A Lhasa i soldati fanno sfilare gli arrestati
Il lama Geshe Gedun Tharchin, fondatore e direttore spirituale dell'Istituto Lamrim di cultura tibetana, ricorda ad AsiaNews il dolore di vivere sotto un dominio straniero che vuole calpestare l’identità locale. Nella capitale tibetana proseguono i controlli porta a porta.
Roma (AsiaNews) – Avere notizie dal Tibet “non è possibile perchè la censura è divenuta strettissima, ma questa è una procedura che subiamo da tempo. Non si può dire con esattezza quanti siano i morti ed i feriti negli scontri degli ultimi giorni: quello che si deve sottolineare è che la protesta nasce dalla legittima richiesta di un popolo, che non accetta il dominio straniero e pretende di salvaguardare la propria identità”. Lo dice ad AsiaNews il lama Geshe Gedun Tharchin, fondatore e direttore spirituale dell'Istituto Lamrim di cultura tibetana oltre che docente all'Istituto di Studi orientali e africani di Roma.
 
Nel frattempo, a Lhasa sembra essere tornata la calma, seppure innaturale.
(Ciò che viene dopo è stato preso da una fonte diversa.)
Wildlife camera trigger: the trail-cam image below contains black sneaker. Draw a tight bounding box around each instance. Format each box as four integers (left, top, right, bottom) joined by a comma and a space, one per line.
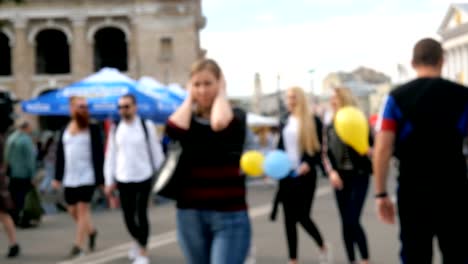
7, 244, 20, 258
69, 246, 83, 258
88, 230, 98, 251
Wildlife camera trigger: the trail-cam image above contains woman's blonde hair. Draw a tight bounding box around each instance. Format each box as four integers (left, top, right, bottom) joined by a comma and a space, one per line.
288, 86, 320, 156
333, 87, 358, 108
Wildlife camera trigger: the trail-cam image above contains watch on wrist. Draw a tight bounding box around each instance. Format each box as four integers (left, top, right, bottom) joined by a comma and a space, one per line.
374, 192, 388, 198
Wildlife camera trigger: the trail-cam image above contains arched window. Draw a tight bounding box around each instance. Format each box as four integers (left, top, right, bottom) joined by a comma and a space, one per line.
0, 31, 11, 76
39, 88, 70, 131
94, 27, 128, 71
36, 29, 70, 74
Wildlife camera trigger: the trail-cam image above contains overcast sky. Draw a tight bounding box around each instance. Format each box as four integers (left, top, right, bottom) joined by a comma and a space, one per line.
201, 0, 451, 96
Questa mattina le scuole e gli uffici della capitale sono stati aperti con gli orari normali, ma continuano i controlli capillari di abitazioni e monasteri. A mezzanotte (le 17 italiane) scade l'ultimatum di Pechino per la resa dei ribelli: l’esercito di liberazione popolare ha fatto sfilare per le strade della capitale alcuni camion pieni di detenuti ammanettati. Dietro ognuno c'era un militare cinese, per obbligarli a tenere la testa bassa.
 
Sul fronte internazionale, il segretario di Stato americano Condoleezza Rice ha invitato il governo cinese ad "aprire il dialogo con il Dalai Lama", mentre il governo olandese ha convocato l’ambasciatore cinese per ricordare l’importanza del rispetto dei diritti umani. L’Unione Europea “auspica” una ripresa dei colloqui fra Pechino ed il Dalai Lama, mentre per il governo cinese la colpa delle violenze è da attribuirsi a “terroristi locali”.
 
Le proteste sono nate lo scorso 10 marzo, quando centinaia di persone - divenute con il tempo migliaia – hanno manifestato a Lhasa e in altre località del Tibet per commemorare le vittime della sanguinosa repressione del 1959, attuata dal governo comunista contro la popolazione tibetana che chiedeva il ritorno dell’indipendenza. Durante quelle rivolte, il Dalai Lama - leader spirituale del buddismo tibetano – era stato costretto all’esilio. Secondo il governo tibetano in esilio a Dharamsala, le vittime della repressione sono “centinaia”. Per Pechino, i morti sono 13.
 
Il lama Geshe dice: “Sono 50 anni che la popolazione del Tibet vive sotto il dominio cinese. Io non odio il governo di Pechino, ma vivo in Italia e godo di una libertà incredibile. Tuttavia, il mio sentimento è tibetano: non posso non condividere chi combatte per salvaguardare la nostra cultura. Nel 1948 non c’era neanche un cinese in Tibet, ed oggi i tibetani sono la minoranza. Alcuni tibetani non sono d’accordo con il Dalai Lama, e chiedono l’indipendenza della nostra terra: eppure, basterebbe dare alla popolazione più libertà”.